Thoughts on CommonJS / RequireJS

  • Published: 2012-11-13
  • Modified: 2013-10-21 18:23
  • By: Mishoo
  • Tags: javascript
  • Comments: 5 (add)
Nov
13
2012

Thoughts on CommonJS / RequireJS

This rant is to explain this tweet. The short version is, I think they introduce more problems than they solve. While I do admit there is a need to define packages in JavaScript, it should probably be addressed at language level. In this fabulous class, Gerald Jay Sussman says “I consider being able to return procedural values, and therefore to have first-class procedures in general, as being essential to good modular programming” and continues saying that first-class functions cover all modularity needs, including making package systems. That's certainly true, but no language I know, not even Scheme, relies solely on that for defining a module system. Except JavaScript.

Single-file modules

This one bothers me the most about both CommonJS and RequireJS. Your module is not actually expected to sit into a single file, but if you need to split it into multiple files, you require those files in the same way and you need to qualify all names. For example in UglifyJS there's a small utility library that defines stuff likely to be used in all other files. Because UglifyJS2 doesn't use CommonJS, I have the luxury of just defining stuff I need and access it as global.

Globals are bad, yeah… some thoughts about this later. For now what I meant to say is that I'd like to have the ability to define global stuff and use it as such within my package. I'm not forcing my globals on users of UglifyJS, because there's a build script that puts everything into a lambda; you'd use that in order to use UglifyJS in a browser. As for using UglifyJS in NodeJS, there's one file that loads everything in a separate context and again, my globals won't hurt anybody.

// love:
var indentation = repeat_string(" ", indent_level);

// hate:
var utils = require("./utils");
var indentation = utils.repeat_string(" ", indent_level);

Globals are underrated

Let's look at probably the most successful programming language of all times, C. In C every global is, well, global. #include some file and everything it defines becomes available, unqualified. Easy for everyone, and programmers grew accustomed to give proper names to their libraries and prefix every global, and that's not too bad!

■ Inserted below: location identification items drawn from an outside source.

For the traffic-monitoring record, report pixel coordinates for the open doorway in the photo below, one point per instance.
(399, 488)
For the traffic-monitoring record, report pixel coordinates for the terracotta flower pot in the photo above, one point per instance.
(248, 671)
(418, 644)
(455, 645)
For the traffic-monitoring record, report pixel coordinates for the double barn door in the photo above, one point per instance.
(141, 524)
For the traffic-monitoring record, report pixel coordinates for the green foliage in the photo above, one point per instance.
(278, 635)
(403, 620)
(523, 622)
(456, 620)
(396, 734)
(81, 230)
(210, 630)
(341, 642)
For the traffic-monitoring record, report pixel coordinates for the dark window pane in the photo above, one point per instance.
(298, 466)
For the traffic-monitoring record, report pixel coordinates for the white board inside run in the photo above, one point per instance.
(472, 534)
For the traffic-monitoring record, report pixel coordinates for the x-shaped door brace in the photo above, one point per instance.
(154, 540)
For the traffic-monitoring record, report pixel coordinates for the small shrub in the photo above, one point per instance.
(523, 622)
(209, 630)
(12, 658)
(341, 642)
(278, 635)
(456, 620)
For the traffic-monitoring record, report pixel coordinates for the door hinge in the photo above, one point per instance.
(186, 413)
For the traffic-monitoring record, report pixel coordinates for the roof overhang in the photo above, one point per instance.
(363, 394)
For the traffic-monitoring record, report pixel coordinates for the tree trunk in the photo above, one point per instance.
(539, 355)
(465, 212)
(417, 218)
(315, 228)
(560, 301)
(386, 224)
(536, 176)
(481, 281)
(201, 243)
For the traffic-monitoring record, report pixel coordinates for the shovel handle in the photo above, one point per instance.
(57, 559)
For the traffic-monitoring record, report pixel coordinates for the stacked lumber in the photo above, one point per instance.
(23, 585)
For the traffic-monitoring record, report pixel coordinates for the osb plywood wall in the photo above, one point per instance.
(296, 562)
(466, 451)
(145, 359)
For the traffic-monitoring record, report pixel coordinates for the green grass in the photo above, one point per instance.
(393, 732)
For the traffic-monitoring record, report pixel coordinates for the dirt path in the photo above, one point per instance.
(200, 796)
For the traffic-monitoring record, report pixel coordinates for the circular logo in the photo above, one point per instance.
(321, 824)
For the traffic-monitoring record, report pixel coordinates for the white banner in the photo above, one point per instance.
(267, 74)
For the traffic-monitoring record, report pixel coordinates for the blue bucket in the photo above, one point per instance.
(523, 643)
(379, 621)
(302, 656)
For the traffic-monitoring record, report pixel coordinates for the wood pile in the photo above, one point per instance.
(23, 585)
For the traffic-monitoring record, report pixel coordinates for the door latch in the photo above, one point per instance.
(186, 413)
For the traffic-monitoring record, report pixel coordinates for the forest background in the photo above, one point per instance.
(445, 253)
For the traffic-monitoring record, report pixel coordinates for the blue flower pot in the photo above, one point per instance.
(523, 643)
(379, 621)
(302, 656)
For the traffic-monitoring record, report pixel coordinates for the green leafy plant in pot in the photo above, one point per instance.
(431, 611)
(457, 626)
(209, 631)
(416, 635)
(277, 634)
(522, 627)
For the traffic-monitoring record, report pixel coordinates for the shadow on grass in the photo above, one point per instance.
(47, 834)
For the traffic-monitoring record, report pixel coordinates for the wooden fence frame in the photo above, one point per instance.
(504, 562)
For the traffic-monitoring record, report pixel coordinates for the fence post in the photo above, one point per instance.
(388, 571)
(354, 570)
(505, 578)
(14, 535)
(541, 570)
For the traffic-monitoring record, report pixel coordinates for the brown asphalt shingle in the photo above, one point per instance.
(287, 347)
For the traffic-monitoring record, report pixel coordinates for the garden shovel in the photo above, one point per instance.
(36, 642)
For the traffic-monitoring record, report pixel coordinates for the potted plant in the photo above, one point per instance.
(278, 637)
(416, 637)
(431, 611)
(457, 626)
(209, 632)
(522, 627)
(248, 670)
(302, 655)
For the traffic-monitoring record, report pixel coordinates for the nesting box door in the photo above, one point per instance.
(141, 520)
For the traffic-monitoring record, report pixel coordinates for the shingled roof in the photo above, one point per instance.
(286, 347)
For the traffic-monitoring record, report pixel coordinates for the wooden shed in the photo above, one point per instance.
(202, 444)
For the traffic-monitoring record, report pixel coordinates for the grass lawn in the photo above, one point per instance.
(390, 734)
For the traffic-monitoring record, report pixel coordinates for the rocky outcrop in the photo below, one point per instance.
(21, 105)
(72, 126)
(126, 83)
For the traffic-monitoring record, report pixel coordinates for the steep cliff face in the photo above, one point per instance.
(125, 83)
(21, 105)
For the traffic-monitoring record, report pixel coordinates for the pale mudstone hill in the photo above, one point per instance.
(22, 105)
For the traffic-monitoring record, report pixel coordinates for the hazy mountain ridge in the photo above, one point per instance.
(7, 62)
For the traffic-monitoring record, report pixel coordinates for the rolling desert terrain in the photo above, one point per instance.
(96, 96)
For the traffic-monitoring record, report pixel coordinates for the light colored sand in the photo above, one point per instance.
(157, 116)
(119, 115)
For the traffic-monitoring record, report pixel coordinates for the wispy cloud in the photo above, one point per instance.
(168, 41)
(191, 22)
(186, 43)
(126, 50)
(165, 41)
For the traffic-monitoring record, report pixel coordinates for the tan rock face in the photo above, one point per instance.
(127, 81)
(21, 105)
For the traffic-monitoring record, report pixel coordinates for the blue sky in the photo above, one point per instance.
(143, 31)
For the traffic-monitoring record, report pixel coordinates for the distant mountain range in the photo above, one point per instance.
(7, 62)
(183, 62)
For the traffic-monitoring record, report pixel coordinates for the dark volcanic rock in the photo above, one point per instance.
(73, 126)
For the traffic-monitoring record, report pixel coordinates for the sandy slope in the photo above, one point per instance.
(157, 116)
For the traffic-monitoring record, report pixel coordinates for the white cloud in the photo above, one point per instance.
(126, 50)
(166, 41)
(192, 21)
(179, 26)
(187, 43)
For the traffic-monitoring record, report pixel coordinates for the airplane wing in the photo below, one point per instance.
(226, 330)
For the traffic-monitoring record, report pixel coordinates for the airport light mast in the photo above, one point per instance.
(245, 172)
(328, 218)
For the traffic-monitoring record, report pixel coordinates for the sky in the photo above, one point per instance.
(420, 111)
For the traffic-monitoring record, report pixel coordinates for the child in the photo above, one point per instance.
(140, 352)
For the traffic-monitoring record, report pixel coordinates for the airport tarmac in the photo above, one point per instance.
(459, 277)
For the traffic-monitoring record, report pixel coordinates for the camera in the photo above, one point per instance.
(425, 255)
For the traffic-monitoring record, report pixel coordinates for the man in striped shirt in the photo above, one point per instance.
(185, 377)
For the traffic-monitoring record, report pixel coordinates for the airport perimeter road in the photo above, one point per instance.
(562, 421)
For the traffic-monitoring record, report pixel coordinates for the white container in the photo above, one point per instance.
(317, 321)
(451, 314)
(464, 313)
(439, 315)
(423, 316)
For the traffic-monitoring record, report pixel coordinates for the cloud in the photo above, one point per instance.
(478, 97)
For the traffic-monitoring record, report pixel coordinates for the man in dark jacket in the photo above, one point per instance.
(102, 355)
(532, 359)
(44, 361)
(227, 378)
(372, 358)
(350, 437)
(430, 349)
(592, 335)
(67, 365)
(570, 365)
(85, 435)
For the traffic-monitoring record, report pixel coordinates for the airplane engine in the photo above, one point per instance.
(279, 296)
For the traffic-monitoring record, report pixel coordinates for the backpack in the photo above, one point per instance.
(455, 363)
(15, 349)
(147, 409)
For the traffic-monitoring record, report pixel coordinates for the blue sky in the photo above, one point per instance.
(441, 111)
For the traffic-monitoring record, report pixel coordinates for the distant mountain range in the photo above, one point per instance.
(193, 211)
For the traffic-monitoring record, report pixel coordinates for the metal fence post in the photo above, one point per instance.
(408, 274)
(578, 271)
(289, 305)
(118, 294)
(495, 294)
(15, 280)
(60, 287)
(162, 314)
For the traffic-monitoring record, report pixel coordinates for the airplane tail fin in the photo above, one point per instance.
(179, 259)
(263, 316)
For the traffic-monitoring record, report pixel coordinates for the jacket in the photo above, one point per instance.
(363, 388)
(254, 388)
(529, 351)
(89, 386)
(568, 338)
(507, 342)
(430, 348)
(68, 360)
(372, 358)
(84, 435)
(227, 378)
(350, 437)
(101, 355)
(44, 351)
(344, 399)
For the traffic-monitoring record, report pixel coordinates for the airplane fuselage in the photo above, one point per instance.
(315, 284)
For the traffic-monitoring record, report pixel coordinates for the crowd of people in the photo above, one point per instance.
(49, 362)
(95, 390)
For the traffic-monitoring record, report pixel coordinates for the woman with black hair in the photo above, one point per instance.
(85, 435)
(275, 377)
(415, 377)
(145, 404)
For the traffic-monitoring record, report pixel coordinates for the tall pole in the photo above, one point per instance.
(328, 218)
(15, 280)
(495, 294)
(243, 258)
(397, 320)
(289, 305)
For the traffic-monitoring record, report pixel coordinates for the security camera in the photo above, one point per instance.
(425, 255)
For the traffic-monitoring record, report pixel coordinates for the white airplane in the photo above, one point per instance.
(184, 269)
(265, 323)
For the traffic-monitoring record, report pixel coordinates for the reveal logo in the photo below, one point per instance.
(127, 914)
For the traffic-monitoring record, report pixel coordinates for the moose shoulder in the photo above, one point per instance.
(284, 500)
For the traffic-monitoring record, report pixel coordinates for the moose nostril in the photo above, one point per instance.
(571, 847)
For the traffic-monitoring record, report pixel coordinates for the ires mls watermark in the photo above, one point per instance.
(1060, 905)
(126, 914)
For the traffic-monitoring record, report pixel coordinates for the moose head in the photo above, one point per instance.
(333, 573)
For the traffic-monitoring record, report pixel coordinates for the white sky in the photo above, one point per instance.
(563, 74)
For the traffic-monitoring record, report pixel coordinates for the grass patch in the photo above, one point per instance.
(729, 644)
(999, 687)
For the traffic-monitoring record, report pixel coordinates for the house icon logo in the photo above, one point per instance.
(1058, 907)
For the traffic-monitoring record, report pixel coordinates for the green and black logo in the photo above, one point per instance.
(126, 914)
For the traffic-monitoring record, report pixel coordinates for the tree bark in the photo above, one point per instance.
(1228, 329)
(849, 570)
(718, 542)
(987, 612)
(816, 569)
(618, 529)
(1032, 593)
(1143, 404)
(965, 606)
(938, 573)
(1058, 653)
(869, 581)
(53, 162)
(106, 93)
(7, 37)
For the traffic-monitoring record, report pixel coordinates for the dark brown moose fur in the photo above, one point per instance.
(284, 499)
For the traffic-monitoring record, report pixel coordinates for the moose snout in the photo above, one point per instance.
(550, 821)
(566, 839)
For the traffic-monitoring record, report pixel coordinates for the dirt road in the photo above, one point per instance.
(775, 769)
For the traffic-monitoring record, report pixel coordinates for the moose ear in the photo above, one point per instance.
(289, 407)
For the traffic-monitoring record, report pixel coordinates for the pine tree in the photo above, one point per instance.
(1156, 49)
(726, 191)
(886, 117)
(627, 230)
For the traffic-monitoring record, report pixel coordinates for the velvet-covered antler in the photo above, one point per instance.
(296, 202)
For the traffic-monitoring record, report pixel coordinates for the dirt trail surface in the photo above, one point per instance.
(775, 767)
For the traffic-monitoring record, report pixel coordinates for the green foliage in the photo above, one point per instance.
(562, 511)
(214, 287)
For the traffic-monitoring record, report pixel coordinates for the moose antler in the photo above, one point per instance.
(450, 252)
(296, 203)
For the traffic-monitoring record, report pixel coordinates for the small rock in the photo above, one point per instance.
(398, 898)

Then came “modern OOP”, telling us that from the following two lines, the second is better:

set_dialog_size(obj, width, height);
obj.set_size(width, height);

I many times prefer the former. It has several advantages:

The last point hopefully puts into scene what I'm advocating for. I'm not simply “for globals” — that would be bad, of course. I'm advocating for “globals within one package”. The set_dialog_size function can be global within my package, but if it's really internal API, a build script will take care to hide it from the users of my library.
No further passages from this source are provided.